3.2 Since taxes are payments without a direct quid pro quo (except good governance) and are meant to cover the cost of common goods and services, it is generally accepted that individuals’ or households' tax liabilities should be according to their ability to pay. Such a basis is considered fair. If this be granted, it would follow that those with equal abilities should make equal tax payments and those with higher abilities should be asked to make proportionately larger payments. This rule sounds simple enough but, in translating the principle into practice, a number of problems arise and several other considerations may also have to be kept in mind.
3.3 Two alternatives, income and consumption, are generally accepted as the best indicators of ability to pay. Traditionally, income has been taken as a test of ability to pay (or index of potential welfare), and direct taxation has been mainly based on income. Consumption can also represent the ability to pay and has been used as an indicator.
3.4 If equitable taxation should be in accordance with the capacity to pay of the taxpaying unit, and if income is to be taken as a measure of the capacity to pay, it must be so defined for tax purposes as to reflect adequately the potential economic welfare of the individual concerned, i.e., the capacity he has to spend during a year without affecting his net worth as at the beginning of the year. This means that the definition must be comprehensive enough to include all accruals to spending power. The conventional definition of income does not do so. Ideally, we need a comprehensive definition of "income" for tax purposes. Such a definition of income would include, apart from gifts received,
(a) all earnings including labour, investment and business income net of cost of earning and depreciation ;
(b) net accrued capital gains i.e. net increases in the value of capital assets owned ;
(c) value of services or utility of non-business assets owned net of cost of maintenance and depreciation ;
(d) imputed value of the services rendered by the members of the family ;
(e) windfall gains ; and
(f) casual receipts, e.g., lottery prizes.

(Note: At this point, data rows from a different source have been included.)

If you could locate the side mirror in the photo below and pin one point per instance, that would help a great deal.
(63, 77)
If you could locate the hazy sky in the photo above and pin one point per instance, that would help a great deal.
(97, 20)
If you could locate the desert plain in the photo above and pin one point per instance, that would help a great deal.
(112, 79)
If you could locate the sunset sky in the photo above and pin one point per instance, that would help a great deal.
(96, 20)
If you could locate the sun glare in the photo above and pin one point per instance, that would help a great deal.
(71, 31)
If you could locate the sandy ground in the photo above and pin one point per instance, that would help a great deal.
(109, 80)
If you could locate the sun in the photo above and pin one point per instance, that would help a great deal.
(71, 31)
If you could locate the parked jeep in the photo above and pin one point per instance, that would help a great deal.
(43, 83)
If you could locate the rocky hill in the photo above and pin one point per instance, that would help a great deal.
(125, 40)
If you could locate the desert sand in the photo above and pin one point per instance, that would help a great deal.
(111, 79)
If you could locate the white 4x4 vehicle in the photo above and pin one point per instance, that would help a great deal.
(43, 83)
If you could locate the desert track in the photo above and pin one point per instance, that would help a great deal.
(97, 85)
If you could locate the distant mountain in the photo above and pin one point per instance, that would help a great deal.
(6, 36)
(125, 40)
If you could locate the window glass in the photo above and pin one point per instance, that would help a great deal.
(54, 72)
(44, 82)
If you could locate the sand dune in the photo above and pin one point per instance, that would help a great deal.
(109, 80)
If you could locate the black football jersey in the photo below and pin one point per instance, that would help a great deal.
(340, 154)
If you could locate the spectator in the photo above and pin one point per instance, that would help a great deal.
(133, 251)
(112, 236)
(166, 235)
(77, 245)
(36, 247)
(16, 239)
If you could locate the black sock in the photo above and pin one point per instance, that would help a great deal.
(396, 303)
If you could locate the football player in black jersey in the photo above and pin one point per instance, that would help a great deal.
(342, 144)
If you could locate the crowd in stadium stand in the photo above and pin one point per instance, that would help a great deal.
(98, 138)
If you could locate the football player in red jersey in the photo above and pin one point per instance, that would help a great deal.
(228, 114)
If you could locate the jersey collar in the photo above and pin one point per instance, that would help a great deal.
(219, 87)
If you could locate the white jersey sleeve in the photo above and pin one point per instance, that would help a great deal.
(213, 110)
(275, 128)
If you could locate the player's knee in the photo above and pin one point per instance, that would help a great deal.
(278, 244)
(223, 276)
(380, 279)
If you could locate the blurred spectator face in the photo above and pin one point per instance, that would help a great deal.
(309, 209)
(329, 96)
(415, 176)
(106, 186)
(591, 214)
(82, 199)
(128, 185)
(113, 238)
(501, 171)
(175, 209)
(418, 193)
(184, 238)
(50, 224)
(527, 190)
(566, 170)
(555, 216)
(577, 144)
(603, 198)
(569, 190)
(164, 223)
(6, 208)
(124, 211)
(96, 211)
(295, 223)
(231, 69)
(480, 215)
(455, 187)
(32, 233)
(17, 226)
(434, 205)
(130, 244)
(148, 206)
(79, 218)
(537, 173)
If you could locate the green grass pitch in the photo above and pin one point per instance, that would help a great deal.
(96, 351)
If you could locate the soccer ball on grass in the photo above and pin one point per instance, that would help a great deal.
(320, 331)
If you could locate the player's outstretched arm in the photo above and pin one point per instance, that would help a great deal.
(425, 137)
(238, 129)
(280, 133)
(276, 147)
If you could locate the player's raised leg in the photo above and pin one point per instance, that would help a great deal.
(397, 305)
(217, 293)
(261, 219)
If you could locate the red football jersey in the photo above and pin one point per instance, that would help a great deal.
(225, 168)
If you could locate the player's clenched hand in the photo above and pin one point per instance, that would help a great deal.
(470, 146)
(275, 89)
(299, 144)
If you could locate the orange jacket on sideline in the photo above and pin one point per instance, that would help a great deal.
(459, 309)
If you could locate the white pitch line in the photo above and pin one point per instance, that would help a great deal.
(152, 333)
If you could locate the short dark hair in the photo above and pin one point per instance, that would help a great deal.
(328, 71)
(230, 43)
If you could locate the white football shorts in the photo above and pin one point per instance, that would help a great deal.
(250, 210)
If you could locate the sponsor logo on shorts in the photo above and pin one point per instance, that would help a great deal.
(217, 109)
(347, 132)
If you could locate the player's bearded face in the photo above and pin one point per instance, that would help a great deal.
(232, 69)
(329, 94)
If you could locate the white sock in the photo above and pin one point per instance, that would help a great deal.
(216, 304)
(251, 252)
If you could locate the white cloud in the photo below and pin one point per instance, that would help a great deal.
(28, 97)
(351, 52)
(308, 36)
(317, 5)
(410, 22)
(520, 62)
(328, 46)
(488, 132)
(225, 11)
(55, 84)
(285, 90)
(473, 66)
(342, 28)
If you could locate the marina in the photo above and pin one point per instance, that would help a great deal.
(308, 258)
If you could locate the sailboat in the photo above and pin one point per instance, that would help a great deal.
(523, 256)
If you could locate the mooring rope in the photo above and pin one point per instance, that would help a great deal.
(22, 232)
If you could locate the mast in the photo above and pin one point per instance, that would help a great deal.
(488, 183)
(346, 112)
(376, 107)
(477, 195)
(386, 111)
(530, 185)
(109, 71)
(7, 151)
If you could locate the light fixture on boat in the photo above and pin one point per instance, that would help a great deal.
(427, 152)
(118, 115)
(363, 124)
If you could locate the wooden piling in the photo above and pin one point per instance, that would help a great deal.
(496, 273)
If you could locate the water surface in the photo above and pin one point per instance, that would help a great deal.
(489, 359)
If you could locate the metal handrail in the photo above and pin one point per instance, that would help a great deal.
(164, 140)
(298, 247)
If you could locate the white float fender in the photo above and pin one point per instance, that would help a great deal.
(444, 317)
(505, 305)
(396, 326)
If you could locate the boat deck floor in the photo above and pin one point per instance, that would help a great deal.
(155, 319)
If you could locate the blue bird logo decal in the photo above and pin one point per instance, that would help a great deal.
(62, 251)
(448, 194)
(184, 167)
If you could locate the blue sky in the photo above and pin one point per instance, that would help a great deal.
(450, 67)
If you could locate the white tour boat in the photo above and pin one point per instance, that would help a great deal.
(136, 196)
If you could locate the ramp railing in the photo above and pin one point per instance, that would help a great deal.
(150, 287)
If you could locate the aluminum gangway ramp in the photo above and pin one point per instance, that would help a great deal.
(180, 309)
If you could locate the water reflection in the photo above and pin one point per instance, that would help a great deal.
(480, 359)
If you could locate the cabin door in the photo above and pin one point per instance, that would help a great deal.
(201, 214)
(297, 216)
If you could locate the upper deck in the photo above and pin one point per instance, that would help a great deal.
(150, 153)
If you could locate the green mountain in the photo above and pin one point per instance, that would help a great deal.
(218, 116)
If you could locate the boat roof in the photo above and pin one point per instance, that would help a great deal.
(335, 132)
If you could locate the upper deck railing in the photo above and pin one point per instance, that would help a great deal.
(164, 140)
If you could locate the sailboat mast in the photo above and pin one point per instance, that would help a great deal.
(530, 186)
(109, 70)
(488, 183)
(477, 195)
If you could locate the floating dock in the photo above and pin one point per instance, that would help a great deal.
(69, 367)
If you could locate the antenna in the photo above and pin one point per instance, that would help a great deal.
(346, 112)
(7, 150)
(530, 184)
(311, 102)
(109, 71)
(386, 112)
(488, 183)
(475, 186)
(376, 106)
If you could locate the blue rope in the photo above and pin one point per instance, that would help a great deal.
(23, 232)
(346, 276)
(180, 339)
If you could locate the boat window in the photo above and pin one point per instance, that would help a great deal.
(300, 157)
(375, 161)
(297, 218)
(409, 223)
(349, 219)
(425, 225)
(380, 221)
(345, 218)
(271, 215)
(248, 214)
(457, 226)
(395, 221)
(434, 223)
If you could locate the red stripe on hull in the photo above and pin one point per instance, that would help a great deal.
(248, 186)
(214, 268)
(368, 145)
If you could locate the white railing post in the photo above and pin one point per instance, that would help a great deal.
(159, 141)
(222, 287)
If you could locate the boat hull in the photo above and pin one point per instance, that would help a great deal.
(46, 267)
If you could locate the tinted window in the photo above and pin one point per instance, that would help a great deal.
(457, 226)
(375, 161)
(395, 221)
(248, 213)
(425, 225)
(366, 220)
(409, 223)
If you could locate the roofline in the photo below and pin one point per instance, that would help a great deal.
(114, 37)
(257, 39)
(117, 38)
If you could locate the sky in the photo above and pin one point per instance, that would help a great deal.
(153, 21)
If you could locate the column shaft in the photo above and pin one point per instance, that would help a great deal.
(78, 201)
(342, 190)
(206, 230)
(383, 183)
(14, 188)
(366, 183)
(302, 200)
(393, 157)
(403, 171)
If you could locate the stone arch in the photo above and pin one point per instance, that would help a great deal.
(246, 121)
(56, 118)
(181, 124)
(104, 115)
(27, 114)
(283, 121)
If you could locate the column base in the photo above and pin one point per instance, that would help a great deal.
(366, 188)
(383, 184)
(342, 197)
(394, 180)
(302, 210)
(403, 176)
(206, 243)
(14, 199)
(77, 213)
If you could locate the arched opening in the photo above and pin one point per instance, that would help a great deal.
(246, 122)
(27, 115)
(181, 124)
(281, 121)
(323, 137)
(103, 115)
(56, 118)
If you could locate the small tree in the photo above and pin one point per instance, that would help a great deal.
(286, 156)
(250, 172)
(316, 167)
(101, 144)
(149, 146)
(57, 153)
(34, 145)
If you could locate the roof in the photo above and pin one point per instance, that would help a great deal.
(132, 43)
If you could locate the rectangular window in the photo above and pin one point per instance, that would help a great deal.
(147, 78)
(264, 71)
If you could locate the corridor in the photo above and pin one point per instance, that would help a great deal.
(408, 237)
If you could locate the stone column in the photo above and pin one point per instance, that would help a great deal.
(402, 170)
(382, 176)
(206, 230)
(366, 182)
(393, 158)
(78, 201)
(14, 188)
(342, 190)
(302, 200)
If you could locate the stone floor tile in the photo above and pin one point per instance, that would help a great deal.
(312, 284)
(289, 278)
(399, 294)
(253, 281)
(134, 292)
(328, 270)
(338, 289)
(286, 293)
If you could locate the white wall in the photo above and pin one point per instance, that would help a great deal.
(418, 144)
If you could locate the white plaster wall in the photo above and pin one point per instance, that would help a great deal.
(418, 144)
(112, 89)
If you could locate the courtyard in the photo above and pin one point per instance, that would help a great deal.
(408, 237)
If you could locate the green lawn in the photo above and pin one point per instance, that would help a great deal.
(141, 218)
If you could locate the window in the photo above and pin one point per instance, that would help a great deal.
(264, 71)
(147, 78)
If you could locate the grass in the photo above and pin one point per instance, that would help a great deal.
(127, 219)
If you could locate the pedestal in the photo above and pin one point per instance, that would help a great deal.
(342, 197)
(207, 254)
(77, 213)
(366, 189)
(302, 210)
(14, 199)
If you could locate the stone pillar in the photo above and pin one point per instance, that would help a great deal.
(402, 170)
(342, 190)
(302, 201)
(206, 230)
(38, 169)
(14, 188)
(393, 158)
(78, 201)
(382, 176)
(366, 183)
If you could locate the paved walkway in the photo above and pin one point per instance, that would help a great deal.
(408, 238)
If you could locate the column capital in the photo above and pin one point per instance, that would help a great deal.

3.5 The conceptual basis of the definition is clear : the definition equates income to consumption plus change in net worth. However, in practice it is not possible to measure satisfactorily all the elements included. First, imputation of proper values to items of income in kind flowing from non-business assets and services rendered by the members of the family unto themselves is almost impossible to measure and, therefore, they have to be left out of the definition. This is not, however, considered a serious problem except for house property. Second, in regard to changes in the present value of all assets owned by an individual, problems arise when they are not normally marketed. Two examples may be mentioned : (i) the change in the current value of pension rights ; and (ii) the change in the value of the assets of closely owned businesses. Third, even when market values are known, taxing an increase in capital value on accrual, instead of on realization basis, will create hardship. Fourth, under a comprehensive income-tax, strictly speaking, the pro rata share of each shareholder in the undistributed profits of companies should be allocated to him and included in his taxable income. This cannot be done for reasons which are well recognised. Fifth, even in the absence of inflation, it is difficult to accurately measure economic depreciation. Since depreciation allowance has to be granted on the basis of rough estimation, the measurement of business income is at best an estimate and the true magnitude cannot be known.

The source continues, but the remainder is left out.